Enquanto os holofotes estão nas capitais, a vigilância avança onde ninguém olha.
Pouco noticiado. Quase nunca debatido. Mas já em curso.
Municípios médios e pequenos pelo Brasil estão adotando, de forma acelerada e silenciosa, tecnologias típicas de Estados de exceção digital:
- Reconhecimento facial em vias públicas
- Câmeras com inteligência artificial
- Monitoramento de dados urbanos e comportamentais
Tudo isso sem debate público, sem audiência popular, sem lei municipal específica, sem transparência sobre armazenamento, uso ou compartilhamento dos dados.
A vigilância não chegou primeiro às capitais.
Chegou onde a imprensa não pisa.
Onde não há repórteres fixos.
Onde a população confia demais e pergunta de menos.
O novo laboratório
Cidades pequenas viraram o campo de testes ideal.
Prefeitos anunciam “modernização”.
Secretarias falam em “segurança inteligente”.
Empresas vendem “soluções inovadoras”.
Mas ninguém responde o essencial:
- Quem controla esses dados?
- Por quanto tempo são armazenados?
- Quem tem acesso?
- Com que critério alguém passa a ser “suspeito”?
- E quem fiscaliza o fiscal?
Na prática, cria-se uma infraestrutura de vigilância permanente, sem os freios legais que deveriam vir antes — não depois.
Sem lei, sem limite
Em muitos desses municípios:
- Não existe legislação local regulando reconhecimento facial
- Não há conselho independente de fiscalização
- Não há política clara de proteção de dados
- Não há prestação de contas à população
O cidadão vira objeto de monitoramento, não sujeito de direitos.

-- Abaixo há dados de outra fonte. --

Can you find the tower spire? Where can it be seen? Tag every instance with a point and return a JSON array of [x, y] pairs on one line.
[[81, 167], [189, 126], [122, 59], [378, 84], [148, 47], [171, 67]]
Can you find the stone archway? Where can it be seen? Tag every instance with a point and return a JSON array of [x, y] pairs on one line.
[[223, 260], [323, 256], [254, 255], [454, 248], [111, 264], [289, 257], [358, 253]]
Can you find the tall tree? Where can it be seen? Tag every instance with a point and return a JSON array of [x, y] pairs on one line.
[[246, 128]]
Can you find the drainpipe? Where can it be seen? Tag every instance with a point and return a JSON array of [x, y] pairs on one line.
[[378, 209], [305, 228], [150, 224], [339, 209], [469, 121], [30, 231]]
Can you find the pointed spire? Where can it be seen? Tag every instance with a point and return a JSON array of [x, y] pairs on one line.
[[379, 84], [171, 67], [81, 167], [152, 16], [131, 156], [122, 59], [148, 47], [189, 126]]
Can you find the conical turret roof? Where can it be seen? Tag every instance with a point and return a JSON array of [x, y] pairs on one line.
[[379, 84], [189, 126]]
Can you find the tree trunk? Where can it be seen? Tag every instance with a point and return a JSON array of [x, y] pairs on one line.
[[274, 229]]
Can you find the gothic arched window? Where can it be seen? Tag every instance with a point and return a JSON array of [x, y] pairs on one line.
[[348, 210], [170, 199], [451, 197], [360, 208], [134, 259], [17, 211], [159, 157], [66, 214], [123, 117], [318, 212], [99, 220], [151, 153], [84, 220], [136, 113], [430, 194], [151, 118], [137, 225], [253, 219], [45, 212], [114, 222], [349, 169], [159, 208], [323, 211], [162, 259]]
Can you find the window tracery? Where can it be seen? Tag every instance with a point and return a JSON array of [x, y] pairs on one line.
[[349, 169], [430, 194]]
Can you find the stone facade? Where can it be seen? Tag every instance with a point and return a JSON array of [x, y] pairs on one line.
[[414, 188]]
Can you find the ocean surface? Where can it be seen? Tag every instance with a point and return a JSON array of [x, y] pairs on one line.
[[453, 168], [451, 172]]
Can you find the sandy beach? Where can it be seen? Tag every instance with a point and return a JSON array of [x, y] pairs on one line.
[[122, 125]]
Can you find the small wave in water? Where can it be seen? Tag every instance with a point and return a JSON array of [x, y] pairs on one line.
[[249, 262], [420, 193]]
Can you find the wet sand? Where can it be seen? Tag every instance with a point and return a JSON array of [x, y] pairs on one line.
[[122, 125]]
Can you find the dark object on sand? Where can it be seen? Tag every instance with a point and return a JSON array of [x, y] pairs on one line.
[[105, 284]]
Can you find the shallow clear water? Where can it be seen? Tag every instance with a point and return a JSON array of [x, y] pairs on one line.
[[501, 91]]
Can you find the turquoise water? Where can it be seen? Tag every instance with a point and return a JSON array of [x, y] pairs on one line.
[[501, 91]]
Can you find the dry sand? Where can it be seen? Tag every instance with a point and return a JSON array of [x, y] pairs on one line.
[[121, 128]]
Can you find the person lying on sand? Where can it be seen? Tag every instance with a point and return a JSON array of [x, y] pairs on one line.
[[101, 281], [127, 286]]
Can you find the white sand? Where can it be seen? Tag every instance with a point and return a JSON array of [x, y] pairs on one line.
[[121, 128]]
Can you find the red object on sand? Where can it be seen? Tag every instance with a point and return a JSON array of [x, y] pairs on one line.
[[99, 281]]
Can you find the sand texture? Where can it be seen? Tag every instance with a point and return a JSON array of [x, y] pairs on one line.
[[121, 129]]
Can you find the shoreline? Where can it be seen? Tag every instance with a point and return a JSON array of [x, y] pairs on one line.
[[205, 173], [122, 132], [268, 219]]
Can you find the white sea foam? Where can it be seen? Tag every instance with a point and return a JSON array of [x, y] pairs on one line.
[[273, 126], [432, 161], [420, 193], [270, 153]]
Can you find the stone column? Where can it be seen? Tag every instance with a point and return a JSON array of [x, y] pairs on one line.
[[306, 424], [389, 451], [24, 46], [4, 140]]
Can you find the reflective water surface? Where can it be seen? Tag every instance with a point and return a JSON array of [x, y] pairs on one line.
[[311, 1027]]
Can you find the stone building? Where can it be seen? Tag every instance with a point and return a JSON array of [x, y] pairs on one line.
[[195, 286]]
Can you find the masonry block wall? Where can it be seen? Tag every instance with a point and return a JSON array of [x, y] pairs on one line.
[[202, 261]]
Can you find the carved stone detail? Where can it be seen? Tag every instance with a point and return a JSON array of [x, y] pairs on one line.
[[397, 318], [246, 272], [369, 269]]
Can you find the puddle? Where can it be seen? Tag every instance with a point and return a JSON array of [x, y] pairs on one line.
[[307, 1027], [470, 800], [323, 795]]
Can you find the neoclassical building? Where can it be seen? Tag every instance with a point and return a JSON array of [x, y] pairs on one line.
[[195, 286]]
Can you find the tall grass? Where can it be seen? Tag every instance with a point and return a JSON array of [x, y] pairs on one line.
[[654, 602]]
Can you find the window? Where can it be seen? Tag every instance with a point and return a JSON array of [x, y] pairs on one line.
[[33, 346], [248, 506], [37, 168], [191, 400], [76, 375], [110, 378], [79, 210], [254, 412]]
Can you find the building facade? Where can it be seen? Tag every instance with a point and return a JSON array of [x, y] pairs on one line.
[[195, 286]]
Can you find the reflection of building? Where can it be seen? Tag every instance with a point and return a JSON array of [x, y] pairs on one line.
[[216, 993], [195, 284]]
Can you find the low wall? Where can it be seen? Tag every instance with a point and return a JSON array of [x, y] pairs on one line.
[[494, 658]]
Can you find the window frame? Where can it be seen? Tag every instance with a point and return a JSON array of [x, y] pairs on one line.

E o mais grave: tudo isso acontece fora do radar nacional, longe dos editoriais, dos grandes jornais, das CPIs e das manchetes.
O perigo do silêncio
Históricamente, abusos não começam em grandes centros.
Começam em zonas de teste.
Começam onde a resistência é menor.
Onde a pergunta “por quê?” não é feita.
Quando a vigilância se normaliza em cidades pequenas, ela não para ali.
Ela escala.
Ela se integra.
Ela se torna padrão.
E quando chega às capitais, já vem legitimada pelo argumento mais perigoso de todos:
“Isso já funciona em várias cidades.”
Segurança não pode ser sinônimo de submissão
Segurança pública é necessária.
Tecnologia pode ajudar.
Mas sem lei, sem debate e sem controle, tecnologia vira instrumento de poder — não de proteção.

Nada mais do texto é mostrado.